Analyse d’une œuvre : « Autoportrait au miroir »
Les symbolistes ont placé le « Moi » au centre de leurs préoccupations. Le « Moi » est inquiet, souvent
tourmenté par l’angoisse du vide, de la névrose ou de la mort. C’est justement la terreur provoquée par
son propre visage qu’illustre ce tableau : l’œil vitreux au centre de la toile, le visage en décomposition,
l’horloge qui symbolise la menace du temps, la perspective en contre plongée. Tout dans cette œuvre aux
teintes sombres est fait pour accentuer le caractère inquiétant.

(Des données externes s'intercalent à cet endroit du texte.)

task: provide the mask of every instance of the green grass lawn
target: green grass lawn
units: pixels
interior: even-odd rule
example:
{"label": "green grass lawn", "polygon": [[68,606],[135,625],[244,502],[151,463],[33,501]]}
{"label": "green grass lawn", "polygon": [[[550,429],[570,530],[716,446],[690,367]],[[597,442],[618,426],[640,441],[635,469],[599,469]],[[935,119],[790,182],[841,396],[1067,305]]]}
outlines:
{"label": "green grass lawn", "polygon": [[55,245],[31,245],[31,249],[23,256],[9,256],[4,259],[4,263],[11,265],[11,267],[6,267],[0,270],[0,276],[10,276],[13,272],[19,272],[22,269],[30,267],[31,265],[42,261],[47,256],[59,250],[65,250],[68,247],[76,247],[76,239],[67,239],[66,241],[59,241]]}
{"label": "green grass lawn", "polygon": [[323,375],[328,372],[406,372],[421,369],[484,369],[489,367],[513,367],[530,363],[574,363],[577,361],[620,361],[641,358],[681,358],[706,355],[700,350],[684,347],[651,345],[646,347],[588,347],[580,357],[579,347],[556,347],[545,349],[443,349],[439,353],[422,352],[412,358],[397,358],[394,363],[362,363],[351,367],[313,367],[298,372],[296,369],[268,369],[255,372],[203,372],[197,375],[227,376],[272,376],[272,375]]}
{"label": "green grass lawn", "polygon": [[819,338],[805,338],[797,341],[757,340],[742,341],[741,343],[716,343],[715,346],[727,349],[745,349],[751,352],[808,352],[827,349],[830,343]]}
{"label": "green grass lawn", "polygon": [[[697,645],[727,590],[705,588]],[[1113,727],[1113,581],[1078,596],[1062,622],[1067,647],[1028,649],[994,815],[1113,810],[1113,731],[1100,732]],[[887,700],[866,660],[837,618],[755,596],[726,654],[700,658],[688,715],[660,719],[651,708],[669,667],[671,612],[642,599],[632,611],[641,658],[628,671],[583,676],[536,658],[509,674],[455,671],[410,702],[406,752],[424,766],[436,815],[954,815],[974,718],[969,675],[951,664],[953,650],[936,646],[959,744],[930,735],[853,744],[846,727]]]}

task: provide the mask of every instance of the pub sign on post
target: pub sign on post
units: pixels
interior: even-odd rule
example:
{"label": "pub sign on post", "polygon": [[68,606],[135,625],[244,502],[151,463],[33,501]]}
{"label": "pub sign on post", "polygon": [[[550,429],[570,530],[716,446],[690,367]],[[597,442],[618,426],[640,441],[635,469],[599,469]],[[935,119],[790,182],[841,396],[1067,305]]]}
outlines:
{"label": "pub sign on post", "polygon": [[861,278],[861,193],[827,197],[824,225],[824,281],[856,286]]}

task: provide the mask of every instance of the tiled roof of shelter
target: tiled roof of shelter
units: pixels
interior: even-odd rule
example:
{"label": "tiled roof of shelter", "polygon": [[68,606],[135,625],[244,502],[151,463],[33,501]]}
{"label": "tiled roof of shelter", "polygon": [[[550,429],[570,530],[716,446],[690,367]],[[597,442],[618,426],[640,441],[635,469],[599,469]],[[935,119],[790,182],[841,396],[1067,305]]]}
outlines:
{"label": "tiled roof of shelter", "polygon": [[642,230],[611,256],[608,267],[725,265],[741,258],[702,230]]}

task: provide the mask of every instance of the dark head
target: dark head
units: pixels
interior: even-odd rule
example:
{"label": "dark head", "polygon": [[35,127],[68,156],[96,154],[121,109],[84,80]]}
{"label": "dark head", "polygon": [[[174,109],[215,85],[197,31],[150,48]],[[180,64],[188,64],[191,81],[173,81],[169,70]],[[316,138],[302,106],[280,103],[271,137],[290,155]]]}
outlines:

4. Léon Spilliaert, précurseur.
Spilliaert se frotte aux courants artistiques de l'époque, se confronte ou développe des affinités avec ses
contemporains, peintres et écrivains : Emile Verhaeren, Maurice Maeterlinck, Fernand Khnopff,
Edouard Munch, Pablo Picasso, Odilon Redon, Edouard Vuillard, James Ensor … Il est précurseur
d'un géométrisme abstrait, d'un expressionnisme construit et coloré, d'un surréalisme aux images
télescopées et recadre l’espace dans une vision tirée de l’estampe japonaise.
« Femme sur la digue » 1907. Crayon, aquarelle, gouache,
crayon de couleur sur papier 343 x 744 mm.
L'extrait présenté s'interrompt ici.